Iris Classification Neural Network with Backpropagation
Bindeshwar Singh Kushwaha
PostNetwork Academy
Forward Propagation Step 1
Dataset features:
\( x_1 = \text{Sepal length}, \; x_2 = \text{Sepal width}, \; x_3 = \text{Petal length}, \; x_4 = \text{Petal width} \)
Forward Propagation Step 2
\( z_{h1} = w_{11}x_1 + w_{21}x_2 + w_{31}x_3 + w_{41}x_4 + b_1 \)
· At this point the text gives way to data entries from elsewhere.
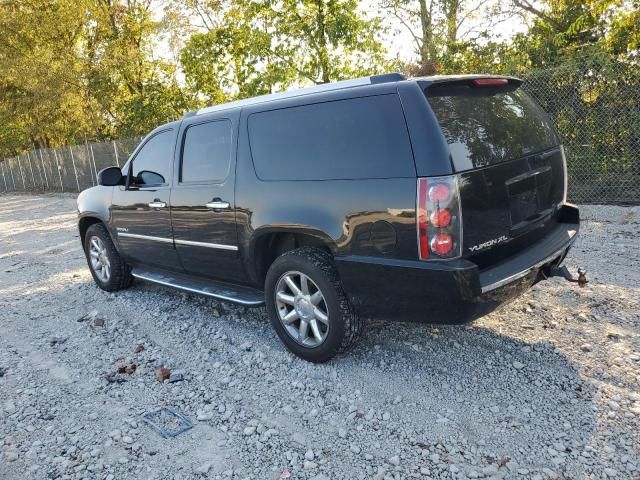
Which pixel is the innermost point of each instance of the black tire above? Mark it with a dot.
(345, 327)
(120, 277)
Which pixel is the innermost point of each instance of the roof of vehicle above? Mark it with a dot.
(324, 87)
(341, 85)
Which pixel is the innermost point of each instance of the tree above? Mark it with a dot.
(441, 29)
(76, 69)
(257, 47)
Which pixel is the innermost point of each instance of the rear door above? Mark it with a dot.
(510, 161)
(203, 197)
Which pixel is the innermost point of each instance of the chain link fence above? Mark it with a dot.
(65, 169)
(594, 102)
Forward Propagation Step 3 (Sigmoid)
\( h_1 = \sigma(z_{h1}) = \frac{1}{1+e^{-z_{h1}}} \)
Forward Propagation Step 4
\( h_j = \sigma(z_{hj}), \quad j = 1,2,3 \)
Forward Propagation Step 5
\( z_{o1} = v_{11}h_1 + v_{21}h_2 + v_{31}h_3 + b_2 \)
Forward Propagation Step 6 (Softmax)
\( \hat y_j = \frac{e^{z_j}}{\sum_{k=1}^3 e^{z_k}}, \quad j=1,2,3 \)
Forward Propagation Step 7
\( \hat{\mathbf{y}} = (\hat y_1, \hat y_2, \hat y_3) \)
- Iris-setosa
- Iris-versicolor
- Iris-virginica
Forward Propagation Step 8 (Loss)
\( L = – \sum_{j=1}^3 y_j \log(\hat y_j) \)
Backpropagation Step 1
\( e_{o_j} = \hat y_j – y_j \)
Backpropagation Step 2
\( \frac{\partial L}{\partial v_{ij}} = h_i \cdot e_{o_j} \)
Backpropagation Step 3
\( e_{h_i} = \sigma'(z_{h_i}) \sum_j v_{ij} e_{o_j}, \quad \sigma'(z)=\sigma(z)(1-\sigma(z)) \)
Backpropagation Step 4
\( \frac{\partial L}{\partial w_{ki}} = x_k \cdot e_{h_i} \)
Backpropagation Step 5 (Weight Update)
\( w \leftarrow w – \eta \frac{\partial L}{\partial w} \)
Backpropagation Step 6 (Bias Update)
\( b_i \leftarrow b_i – \eta e_{h_i}, \quad b_j \leftarrow b_j – \eta e_{o_j} \)
Numerical Example: Setup
Input sample: \(x = (5.1, 3.5, 1.4, 0.2)\),
Target: \(y=(1,0,0)\),
Learning rate: \(\eta=0.1\)
Numerical Example: Initial Weights
\( W_1 = \begin{bmatrix}0.2 & -0.3 & 0.4\\ 0.1 & 0.2 & -0.2\\ 0.3 & -0.1 & 0.1\\ 0.2 & 0.4 & -0.3\end{bmatrix}, \;
b_1 = [0.1,0.2,0.1] \)
\( W_2 = \begin{bmatrix}0.1 & 0.2 & -0.1\\ -0.2 & 0.1 & 0.3\\ 0.05 & -0.1 & 0.2\end{bmatrix}, \;
b_2 = [0.1,0.05,0.2] \)
Hidden Layer Computation
\( z_h = x W_1 + b_1 \approx [0.93, -0.08, 0.34] \)
\( h = \sigma(z_h) \approx [0.716, 0.480, 0.584] \)
Output Layer Computation
\( z = hW_2 + b_2 = [0.237, 0.325, 0.441] \)
\(\hat{y}_i = \frac{e^{z_i}}{\sum_{j=1}^3 e^{z_j}}\)
\(\hat y = [0.317, 0.331, 0.352]\)
Loss Computation
\( L = -\sum_j y_j \log(\hat y_j) \approx 1.148 \)
Output Error
\( e_o = \hat y – y \approx [-0.683, 0.331, 0.352] \)
\( \frac{\partial L}{\partial W_2} = h^T e_o^T \)
Hidden Layer Error
\( e_h = (e_o W_2^T) \odot h \odot (1-h) \approx [-0.0097, 0.011, 0.0117] \)
\( \frac{\partial L}{\partial W_1} = x^T e_h \)
Weight Update Numerical Example
\( W_1 \leftarrow W_1 – \eta \frac{\partial L}{\partial W_1}, \;
W_2 \leftarrow W_2 – \eta \frac{\partial L}{\partial W_2} \)
\( b_1 \leftarrow b_1 – \eta e_h, \;
b_2 \leftarrow b_2 – \eta e_o \)
Summary of Steps
- Forward pass: compute \(z_h, h, z_o, \hat y\)
- Compute loss: cross-entropy
- Backprop: compute \(e_o, e_h\)
- Update weights and biases
- Repeat until convergence